The many jaundiced assessments of the American Recovery and Reinvestment Act on the fifth anniversary of its enactment were understandable, given that the sluggish recovery, now drowsing through the second half of its fifth year, is historically anemic.
Still, bleak judgments about the stimulus spending miss the main point of it, which was to funnel a substantial share of its money to unionized, dues-paying, Democratic-voting government employees. Hence the stimulus succeeded. So there.
This illustrates why it is so sublime to be a liberal nowadays. Viewed through the proper prism, most liberal policies succeed because they can hardly fail. Each achieves one or both of two objectives — making liberals feel good about themselves and being good to liberal candidates.
Consider Barack Obama's renewed anxiety about global warming, increasingly called "climate change" during the approximately 15 years warming has become annoyingly difficult to detect. Secretary of State John Kerry, our knight of the mournful countenance, was especially apocalyptic recently when warning that climate change is a "weapon of mass destruction." Like Iraq's?
Blogger Steven Hayward notes that Kerry, he of the multiple mansions and luxury yacht, issued this warning in Indonesia, where the average annual income ($3,420) suggests little latitude for people to reduce their carbon footprints.

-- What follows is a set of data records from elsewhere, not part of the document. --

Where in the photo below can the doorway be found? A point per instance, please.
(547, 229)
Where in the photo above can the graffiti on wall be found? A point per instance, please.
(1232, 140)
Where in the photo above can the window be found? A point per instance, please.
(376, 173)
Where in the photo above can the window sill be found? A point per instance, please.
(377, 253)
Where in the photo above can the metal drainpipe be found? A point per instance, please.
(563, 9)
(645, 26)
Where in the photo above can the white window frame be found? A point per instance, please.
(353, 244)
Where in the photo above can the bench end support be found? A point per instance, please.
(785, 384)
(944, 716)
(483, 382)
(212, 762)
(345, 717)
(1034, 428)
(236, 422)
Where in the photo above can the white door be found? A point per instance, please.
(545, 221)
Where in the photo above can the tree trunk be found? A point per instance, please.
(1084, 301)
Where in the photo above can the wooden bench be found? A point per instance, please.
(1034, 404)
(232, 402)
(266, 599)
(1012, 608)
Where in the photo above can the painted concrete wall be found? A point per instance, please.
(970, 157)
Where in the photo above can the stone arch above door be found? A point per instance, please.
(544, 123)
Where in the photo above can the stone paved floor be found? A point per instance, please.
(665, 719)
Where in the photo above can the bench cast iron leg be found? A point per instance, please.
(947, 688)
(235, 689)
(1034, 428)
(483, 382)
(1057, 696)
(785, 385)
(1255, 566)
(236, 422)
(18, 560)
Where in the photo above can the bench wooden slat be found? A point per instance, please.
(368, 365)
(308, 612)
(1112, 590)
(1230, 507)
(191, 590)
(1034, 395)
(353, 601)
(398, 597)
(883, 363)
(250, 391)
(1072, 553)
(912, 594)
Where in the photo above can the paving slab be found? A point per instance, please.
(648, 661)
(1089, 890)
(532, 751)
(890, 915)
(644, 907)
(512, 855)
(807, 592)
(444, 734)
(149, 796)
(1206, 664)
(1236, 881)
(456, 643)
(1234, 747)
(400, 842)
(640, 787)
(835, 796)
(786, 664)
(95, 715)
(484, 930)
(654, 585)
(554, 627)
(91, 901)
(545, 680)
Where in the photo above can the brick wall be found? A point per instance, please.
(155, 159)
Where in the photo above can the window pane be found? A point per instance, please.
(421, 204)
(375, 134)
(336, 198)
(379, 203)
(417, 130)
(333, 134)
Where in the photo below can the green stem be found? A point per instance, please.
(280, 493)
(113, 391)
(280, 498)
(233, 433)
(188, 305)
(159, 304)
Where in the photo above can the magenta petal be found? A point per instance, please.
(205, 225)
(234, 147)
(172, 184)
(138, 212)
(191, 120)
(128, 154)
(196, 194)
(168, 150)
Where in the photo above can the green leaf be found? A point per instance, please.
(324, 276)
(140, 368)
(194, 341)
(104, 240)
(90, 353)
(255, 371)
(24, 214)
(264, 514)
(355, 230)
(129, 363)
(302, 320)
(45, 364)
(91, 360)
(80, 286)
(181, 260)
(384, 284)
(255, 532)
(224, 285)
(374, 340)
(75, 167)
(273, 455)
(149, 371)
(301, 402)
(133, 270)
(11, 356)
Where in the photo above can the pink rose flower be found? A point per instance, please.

Never mind. Obama says "the debate is settled. Climate change is a fact."
When a politician says, concerning an issue involving science, that the debate is over, you may be sure the debate is rolling on and not going swimmingly for his side. Obama is, however, quite right that climate change is a fact. The climate is always changing: It is not what it was during the Medieval Warm Period (ninth to 13th centuries) or the Little Ice Age (about 1500-1850).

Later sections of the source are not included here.